Other Considerations
WIN-911 will also use the Group Poke feature to indicate when it detects an alarm by writing the name of the alarm, as well as some other information, to the Group Poke field. The format used is defined on the Format tab of Data Poke definition dialog. This write may interfere with scripts designed to check the field value periodically; where possible, the scripting should consider all changes to the field.
The Group Poke requires you to create a writable string tag on your OPC or DDE server for each alarm group that requires Group Poke functionality. The tag must be configured within WIN-911 as well. Specify the OPC item name or DDE tag in the Group dialog on the Group Poke tab.
WIN-911 2021 R6 has an acknowledgement sync feature that lets you sync to an ack bit per alarm. If you wanted this behave more like the Group Poke feature, you could use the same opc tag for each alarm.
-WIN-911 Team
To comment further, we are having more and more WinCC installations. Using the OPC connection is the only path for connection, however, not having a poke that Acknowledges the SCADA alarm is giving us grief for the PLC generated backup autodialer call if there is an alarm that hasn't been acknowledged for an hour. If the operator doesn't remote in or arrive on-site they get another call out.

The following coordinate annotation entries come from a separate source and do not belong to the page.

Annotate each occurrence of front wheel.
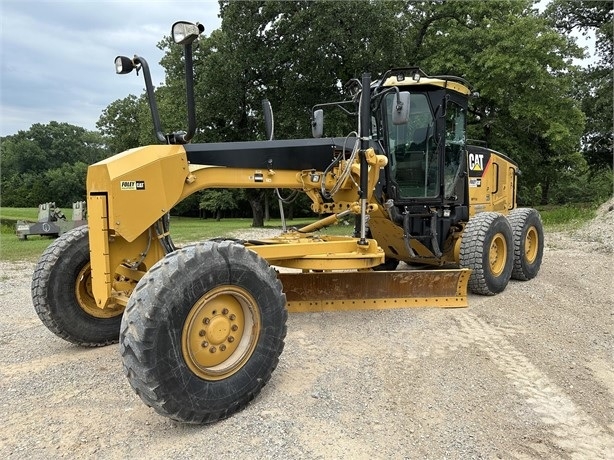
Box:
[460,212,514,295]
[120,241,287,423]
[508,208,544,281]
[32,225,123,347]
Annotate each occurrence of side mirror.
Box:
[171,21,205,45]
[392,91,410,125]
[311,109,324,139]
[115,56,135,75]
[262,99,275,141]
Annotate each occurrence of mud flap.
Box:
[278,269,471,312]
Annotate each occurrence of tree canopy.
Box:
[0,121,108,207]
[2,0,613,212]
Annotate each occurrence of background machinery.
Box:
[32,22,543,423]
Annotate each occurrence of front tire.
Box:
[32,225,123,347]
[508,208,544,281]
[120,241,287,423]
[460,212,514,295]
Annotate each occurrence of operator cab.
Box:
[375,69,469,205]
[371,67,470,258]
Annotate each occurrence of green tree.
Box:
[199,189,238,221]
[0,121,108,207]
[403,0,584,204]
[546,0,614,174]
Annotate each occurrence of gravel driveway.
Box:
[0,203,614,459]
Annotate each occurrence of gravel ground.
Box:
[0,201,614,459]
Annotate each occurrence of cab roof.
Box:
[381,67,471,96]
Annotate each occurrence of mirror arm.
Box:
[133,55,168,143]
[175,43,196,144]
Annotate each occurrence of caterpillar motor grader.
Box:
[32,22,543,423]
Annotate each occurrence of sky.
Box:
[0,0,596,136]
[0,0,220,136]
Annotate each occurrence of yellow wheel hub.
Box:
[488,233,507,276]
[524,226,539,264]
[181,286,260,380]
[75,263,124,319]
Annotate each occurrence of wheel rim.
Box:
[181,286,260,380]
[75,263,124,319]
[524,226,539,264]
[488,233,507,276]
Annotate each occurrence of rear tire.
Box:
[32,225,123,347]
[508,208,544,281]
[460,212,514,295]
[120,241,287,423]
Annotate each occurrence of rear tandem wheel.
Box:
[120,241,287,423]
[508,208,544,281]
[460,212,514,295]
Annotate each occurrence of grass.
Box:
[0,204,597,261]
[537,204,598,231]
[0,208,352,261]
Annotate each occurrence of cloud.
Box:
[0,0,220,136]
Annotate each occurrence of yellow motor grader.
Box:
[32,22,544,423]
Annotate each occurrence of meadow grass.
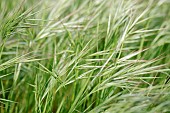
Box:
[0,0,170,113]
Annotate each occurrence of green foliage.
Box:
[0,0,170,113]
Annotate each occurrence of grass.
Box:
[0,0,170,113]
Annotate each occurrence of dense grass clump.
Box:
[0,0,170,113]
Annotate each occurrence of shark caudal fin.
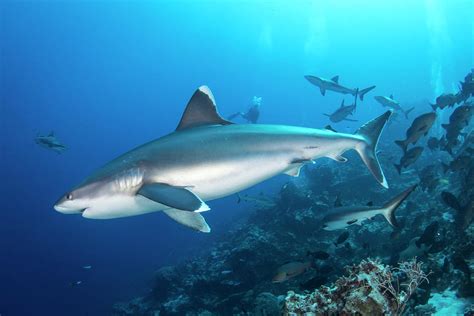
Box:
[403,107,415,120]
[395,140,408,153]
[359,86,375,101]
[381,185,416,227]
[355,111,392,188]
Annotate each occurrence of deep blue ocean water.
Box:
[0,0,474,316]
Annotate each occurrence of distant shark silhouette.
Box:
[54,86,391,232]
[304,75,375,101]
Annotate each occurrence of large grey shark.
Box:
[54,86,391,232]
[323,185,416,230]
[304,75,375,101]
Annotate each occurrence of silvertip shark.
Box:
[54,86,392,232]
[304,75,375,101]
[323,185,416,230]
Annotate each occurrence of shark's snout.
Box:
[54,196,85,214]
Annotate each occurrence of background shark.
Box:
[54,86,391,232]
[304,75,375,101]
[374,95,415,119]
[324,94,357,123]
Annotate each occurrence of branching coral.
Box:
[284,259,428,315]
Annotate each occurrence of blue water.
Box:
[0,0,474,315]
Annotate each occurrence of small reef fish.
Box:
[394,146,423,174]
[395,112,436,152]
[272,261,312,283]
[334,231,349,247]
[35,131,66,154]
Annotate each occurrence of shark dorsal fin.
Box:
[176,86,233,131]
[325,125,337,133]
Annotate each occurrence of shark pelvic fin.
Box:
[285,158,314,177]
[329,155,347,162]
[382,185,416,227]
[355,111,392,188]
[137,183,210,213]
[176,86,233,131]
[163,208,211,233]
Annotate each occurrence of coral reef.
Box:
[284,259,428,315]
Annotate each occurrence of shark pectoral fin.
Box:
[137,183,210,212]
[285,158,314,177]
[285,163,303,177]
[163,208,211,233]
[328,155,347,162]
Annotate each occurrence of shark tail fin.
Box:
[393,164,402,175]
[359,86,375,101]
[382,185,416,227]
[395,140,407,152]
[355,111,392,188]
[403,107,415,120]
[441,162,449,173]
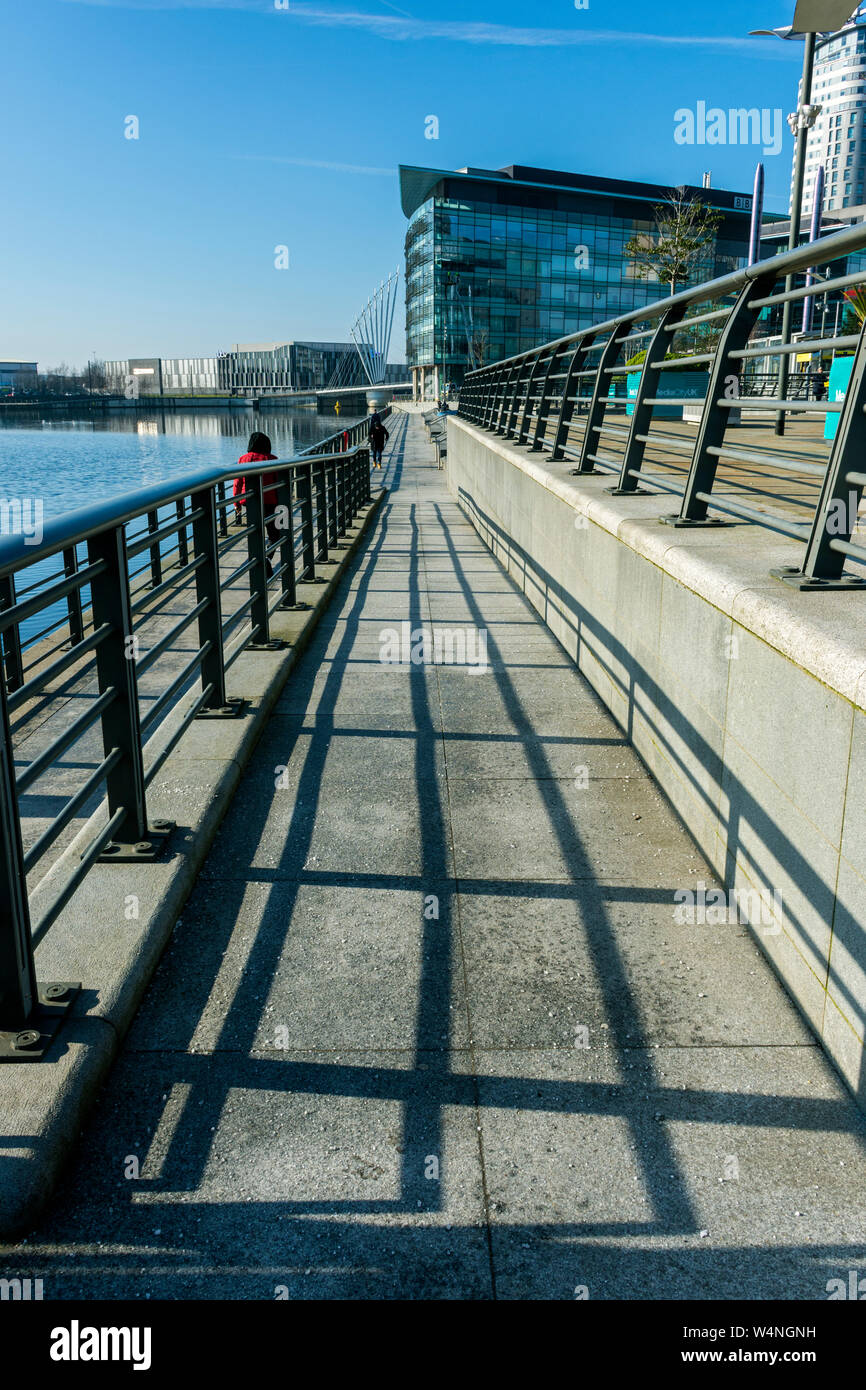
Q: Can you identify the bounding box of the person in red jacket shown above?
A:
[232,430,279,578]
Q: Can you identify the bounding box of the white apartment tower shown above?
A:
[788,6,866,218]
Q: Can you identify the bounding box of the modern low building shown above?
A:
[400,164,752,398]
[0,361,38,396]
[104,357,216,396]
[227,342,363,396]
[104,342,407,396]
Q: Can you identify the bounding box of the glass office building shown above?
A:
[400,165,752,398]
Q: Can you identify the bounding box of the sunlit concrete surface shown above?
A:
[0,416,866,1300]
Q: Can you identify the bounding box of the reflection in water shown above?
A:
[0,407,359,518]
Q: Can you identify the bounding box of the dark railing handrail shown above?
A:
[459,222,866,589]
[0,407,389,577]
[0,407,389,1059]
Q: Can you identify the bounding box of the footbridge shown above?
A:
[0,222,866,1300]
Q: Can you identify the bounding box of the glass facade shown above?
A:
[402,171,751,385]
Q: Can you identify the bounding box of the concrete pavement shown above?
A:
[0,405,866,1300]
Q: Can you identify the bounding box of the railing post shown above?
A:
[313,463,328,563]
[336,455,350,535]
[496,361,520,434]
[662,272,776,527]
[190,488,235,713]
[531,343,566,453]
[63,545,85,646]
[0,574,24,691]
[297,461,316,584]
[175,498,189,569]
[217,480,228,539]
[277,468,307,609]
[88,525,152,859]
[550,334,595,463]
[771,315,866,589]
[0,664,81,1062]
[0,667,38,1033]
[246,473,271,652]
[605,304,685,496]
[325,459,342,550]
[147,510,163,589]
[573,324,631,474]
[503,361,532,439]
[517,350,552,445]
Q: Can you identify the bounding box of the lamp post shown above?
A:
[751,0,856,435]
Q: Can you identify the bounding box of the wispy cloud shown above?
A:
[57,0,791,58]
[232,154,396,178]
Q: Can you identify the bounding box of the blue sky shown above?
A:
[0,0,802,367]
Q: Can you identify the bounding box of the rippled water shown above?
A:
[0,410,359,520]
[0,409,359,644]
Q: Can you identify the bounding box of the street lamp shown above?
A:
[751,0,856,435]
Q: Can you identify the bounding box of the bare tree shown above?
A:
[624,188,723,295]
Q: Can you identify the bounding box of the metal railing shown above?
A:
[459,224,866,589]
[0,411,388,1061]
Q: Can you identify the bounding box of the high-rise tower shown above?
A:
[788,6,866,217]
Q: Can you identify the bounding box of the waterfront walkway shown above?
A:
[6,416,866,1300]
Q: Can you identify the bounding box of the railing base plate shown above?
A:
[196,696,247,719]
[770,566,866,589]
[96,820,175,865]
[659,512,734,527]
[0,983,81,1062]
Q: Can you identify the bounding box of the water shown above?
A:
[0,409,360,646]
[0,409,359,521]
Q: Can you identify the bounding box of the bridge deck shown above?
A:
[8,417,866,1300]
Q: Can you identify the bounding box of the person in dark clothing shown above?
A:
[232,430,279,580]
[367,410,389,468]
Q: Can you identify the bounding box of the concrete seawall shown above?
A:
[446,417,866,1108]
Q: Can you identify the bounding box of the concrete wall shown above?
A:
[446,417,866,1105]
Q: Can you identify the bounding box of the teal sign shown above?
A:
[824,357,853,439]
[626,371,709,420]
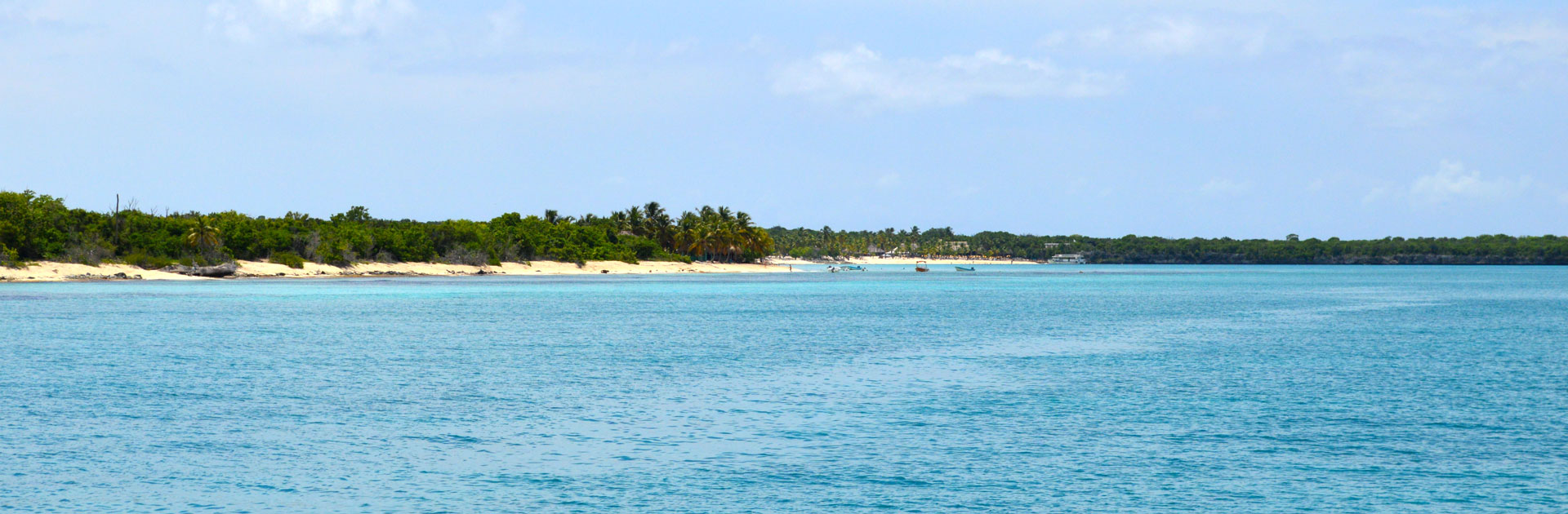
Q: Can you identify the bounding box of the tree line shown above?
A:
[0,191,774,268]
[0,191,1568,268]
[768,228,1568,265]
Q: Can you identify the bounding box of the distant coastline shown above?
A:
[0,191,1568,281]
[0,260,790,282]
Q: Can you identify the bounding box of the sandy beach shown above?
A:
[0,260,804,282]
[768,257,1035,267]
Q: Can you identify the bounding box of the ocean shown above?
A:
[0,265,1568,512]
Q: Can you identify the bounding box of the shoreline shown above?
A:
[0,260,806,284]
[768,257,1035,267]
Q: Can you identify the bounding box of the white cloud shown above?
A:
[773,46,1121,109]
[1040,17,1270,56]
[1410,160,1532,206]
[207,0,417,42]
[1198,177,1253,196]
[1477,20,1568,56]
[484,3,523,44]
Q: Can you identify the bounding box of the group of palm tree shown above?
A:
[599,202,773,262]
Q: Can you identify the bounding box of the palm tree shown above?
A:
[185,216,223,254]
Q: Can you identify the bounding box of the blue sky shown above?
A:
[0,0,1568,238]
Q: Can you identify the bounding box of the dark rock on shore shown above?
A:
[158,262,240,277]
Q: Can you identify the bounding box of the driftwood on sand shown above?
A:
[158,262,240,277]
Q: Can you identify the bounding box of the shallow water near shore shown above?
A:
[0,265,1568,512]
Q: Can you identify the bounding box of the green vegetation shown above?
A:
[0,191,773,268]
[0,191,1568,268]
[266,250,304,269]
[768,228,1568,265]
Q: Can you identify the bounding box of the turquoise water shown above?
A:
[0,265,1568,512]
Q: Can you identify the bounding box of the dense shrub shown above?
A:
[441,246,489,267]
[61,235,114,267]
[0,245,22,268]
[121,250,174,269]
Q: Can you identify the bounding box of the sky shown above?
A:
[0,0,1568,238]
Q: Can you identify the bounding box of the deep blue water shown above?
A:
[0,265,1568,512]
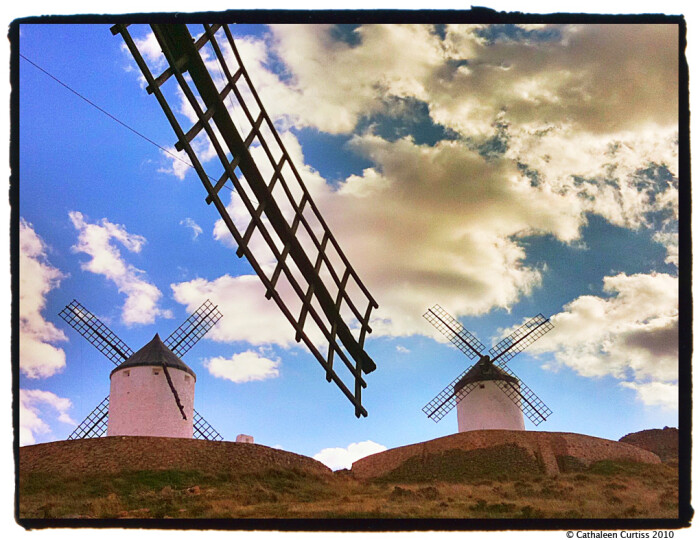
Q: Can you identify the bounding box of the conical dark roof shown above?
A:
[109,334,197,380]
[454,356,520,394]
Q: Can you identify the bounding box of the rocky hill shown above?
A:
[352,429,660,479]
[17,432,679,520]
[19,437,332,476]
[620,427,678,461]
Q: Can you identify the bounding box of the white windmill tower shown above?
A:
[107,334,197,439]
[59,300,223,440]
[423,304,553,433]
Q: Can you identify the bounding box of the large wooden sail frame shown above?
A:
[112,24,378,417]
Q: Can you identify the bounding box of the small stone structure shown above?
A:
[352,430,661,478]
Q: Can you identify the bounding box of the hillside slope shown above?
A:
[620,427,678,462]
[18,437,678,528]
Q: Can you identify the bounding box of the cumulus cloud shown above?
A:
[19,219,67,379]
[180,218,202,240]
[313,441,386,471]
[203,351,280,383]
[130,25,678,346]
[528,274,678,406]
[171,274,295,347]
[19,388,77,446]
[68,212,172,325]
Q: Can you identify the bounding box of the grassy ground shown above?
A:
[19,462,678,519]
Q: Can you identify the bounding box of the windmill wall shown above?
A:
[457,380,525,433]
[107,366,195,439]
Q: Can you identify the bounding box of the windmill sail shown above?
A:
[112,24,378,417]
[423,304,486,360]
[422,367,477,422]
[59,300,134,366]
[496,358,552,426]
[163,300,221,358]
[489,313,554,366]
[68,396,109,440]
[192,410,224,441]
[423,304,553,425]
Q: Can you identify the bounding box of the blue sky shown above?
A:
[19,25,678,467]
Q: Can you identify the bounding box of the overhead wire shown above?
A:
[19,53,233,191]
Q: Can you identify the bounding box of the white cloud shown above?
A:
[145,25,678,346]
[68,212,172,325]
[313,441,386,471]
[528,274,678,406]
[19,219,67,379]
[19,388,77,446]
[180,218,202,240]
[203,351,280,383]
[171,274,295,347]
[620,381,678,410]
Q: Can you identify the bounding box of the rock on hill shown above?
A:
[620,427,678,461]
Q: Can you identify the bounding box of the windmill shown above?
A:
[59,300,223,441]
[111,24,378,418]
[423,304,553,433]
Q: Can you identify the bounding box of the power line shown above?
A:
[19,53,233,191]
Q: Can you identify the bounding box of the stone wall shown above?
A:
[352,430,661,478]
[19,436,332,475]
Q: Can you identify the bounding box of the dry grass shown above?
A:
[19,462,678,519]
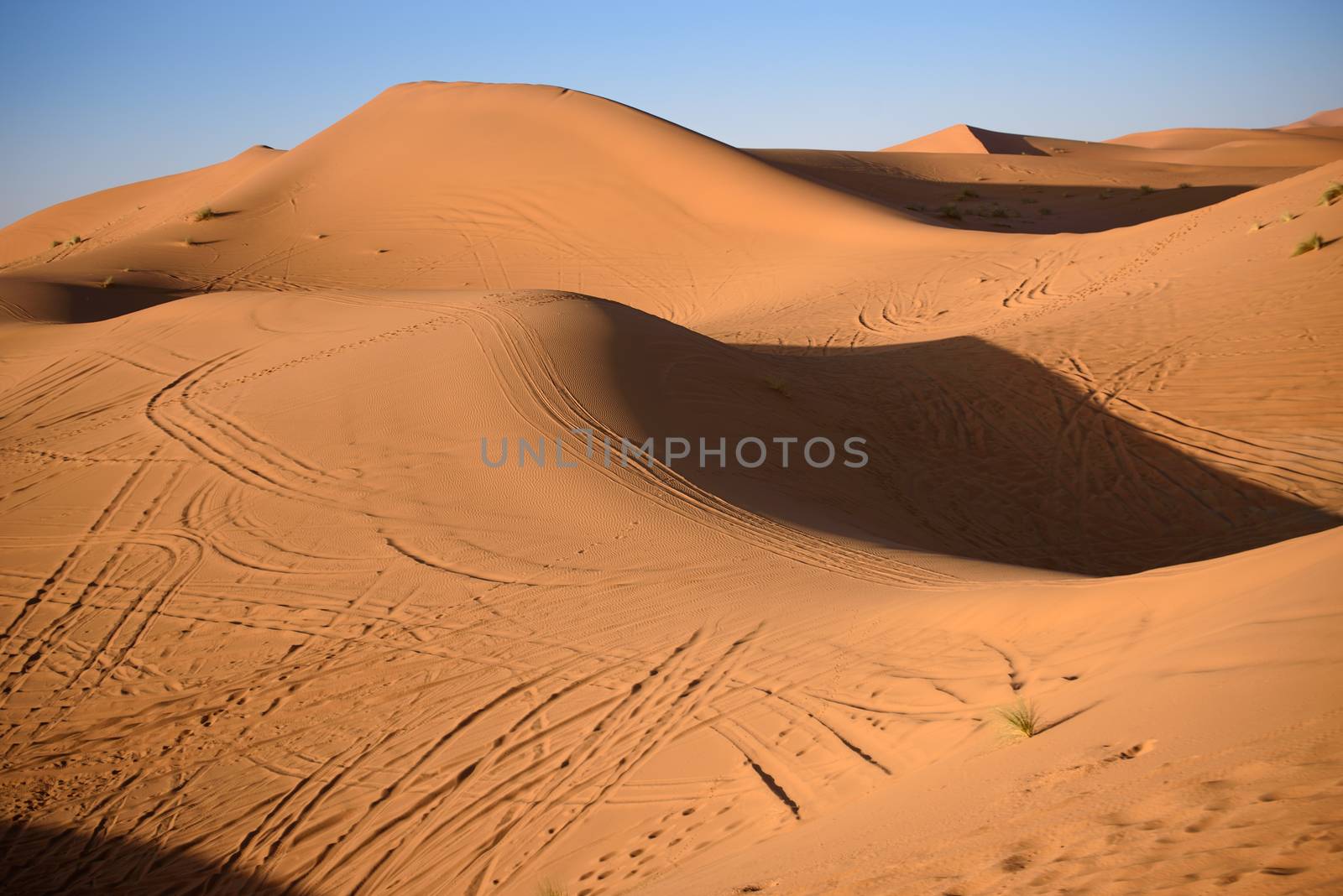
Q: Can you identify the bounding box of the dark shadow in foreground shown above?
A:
[0,820,304,896]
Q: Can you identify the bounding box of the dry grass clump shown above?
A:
[1292,233,1325,258]
[998,701,1043,737]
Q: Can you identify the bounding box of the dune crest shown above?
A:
[0,82,1343,896]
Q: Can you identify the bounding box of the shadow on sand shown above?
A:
[588,303,1343,576]
[0,820,304,896]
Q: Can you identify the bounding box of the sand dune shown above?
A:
[0,83,1343,896]
[1278,109,1343,130]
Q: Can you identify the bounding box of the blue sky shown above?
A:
[0,0,1343,226]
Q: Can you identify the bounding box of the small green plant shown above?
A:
[1292,233,1325,258]
[998,699,1043,737]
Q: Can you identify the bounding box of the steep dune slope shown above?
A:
[0,291,1336,894]
[0,83,1343,896]
[882,125,1045,155]
[0,83,945,327]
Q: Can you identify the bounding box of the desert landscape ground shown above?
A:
[0,82,1343,896]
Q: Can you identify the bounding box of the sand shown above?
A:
[0,82,1343,896]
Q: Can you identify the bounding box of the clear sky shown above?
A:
[0,0,1343,226]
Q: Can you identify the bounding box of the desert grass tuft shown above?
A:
[998,701,1043,737]
[1292,233,1325,258]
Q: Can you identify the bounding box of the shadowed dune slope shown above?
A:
[0,83,1343,896]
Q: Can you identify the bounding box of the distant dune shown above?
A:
[0,82,1343,896]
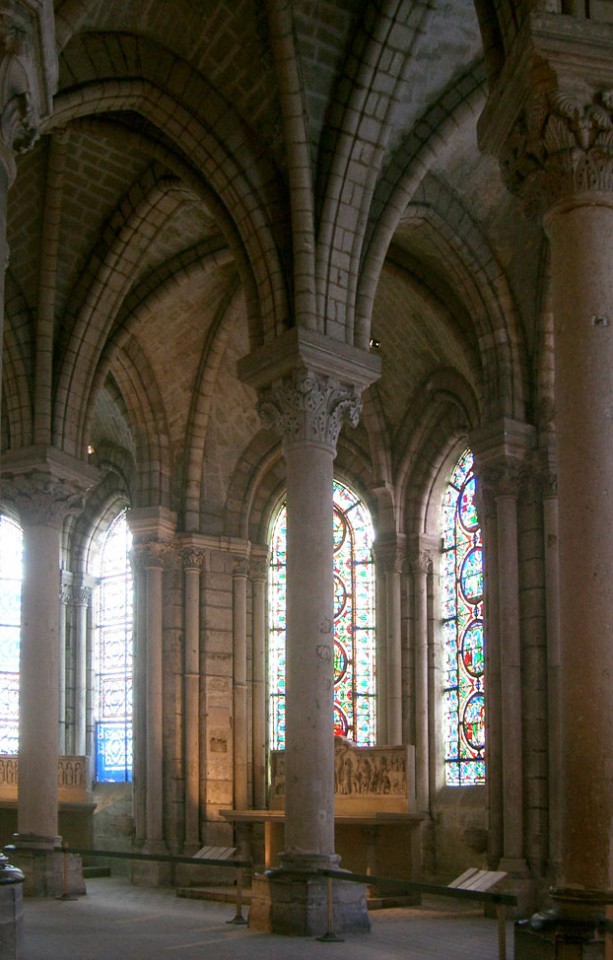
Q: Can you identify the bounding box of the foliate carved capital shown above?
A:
[258,370,362,451]
[131,537,174,571]
[501,89,613,218]
[2,469,84,528]
[181,547,204,573]
[0,0,40,153]
[72,583,93,607]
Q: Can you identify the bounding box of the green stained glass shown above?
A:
[268,480,376,750]
[0,514,23,754]
[441,450,486,786]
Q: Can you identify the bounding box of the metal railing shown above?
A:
[317,870,517,960]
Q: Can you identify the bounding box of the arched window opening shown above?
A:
[94,511,133,783]
[441,450,485,786]
[268,480,377,750]
[0,514,23,754]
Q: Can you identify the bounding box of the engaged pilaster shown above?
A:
[128,508,176,883]
[2,449,97,895]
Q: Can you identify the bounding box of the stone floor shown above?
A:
[23,877,513,960]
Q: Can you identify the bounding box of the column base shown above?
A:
[515,890,611,960]
[249,868,370,937]
[0,853,23,960]
[4,834,87,898]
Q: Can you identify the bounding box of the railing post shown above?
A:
[226,867,247,926]
[317,877,344,943]
[0,853,25,960]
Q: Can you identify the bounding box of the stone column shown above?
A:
[128,508,175,884]
[259,372,357,870]
[183,547,204,853]
[540,466,562,877]
[411,548,432,811]
[2,448,97,895]
[480,14,613,944]
[0,0,57,428]
[239,330,378,934]
[249,548,268,810]
[470,420,534,878]
[232,557,249,810]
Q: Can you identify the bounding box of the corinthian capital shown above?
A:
[500,89,613,217]
[479,12,613,218]
[2,470,84,527]
[258,370,361,450]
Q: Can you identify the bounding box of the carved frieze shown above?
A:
[131,537,175,571]
[0,755,90,803]
[271,737,413,813]
[258,370,361,450]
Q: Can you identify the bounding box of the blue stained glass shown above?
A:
[441,450,486,786]
[268,480,376,750]
[96,721,133,783]
[95,512,133,782]
[0,514,23,754]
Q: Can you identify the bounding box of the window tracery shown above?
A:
[94,511,133,783]
[0,514,23,754]
[268,480,376,750]
[441,450,486,786]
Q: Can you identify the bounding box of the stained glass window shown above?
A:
[268,480,376,750]
[95,512,133,783]
[0,514,23,754]
[441,450,485,786]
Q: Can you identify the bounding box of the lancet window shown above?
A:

Another V7 standard feature that is missing.
@Steven We need this!
The Group Poke allows you to acknowledge large groups of alarm and takes less time to setup, so it is preferred. The individual tag acknowledgements would be nice to have as an option. So both would be my answer, however if you can only do one then the group poke wins out.
Hello John,
Thank you for the feature submission. Would you prefer if we added support for acknowledgements on individual tags or keep the Group Poke functionality, as-is?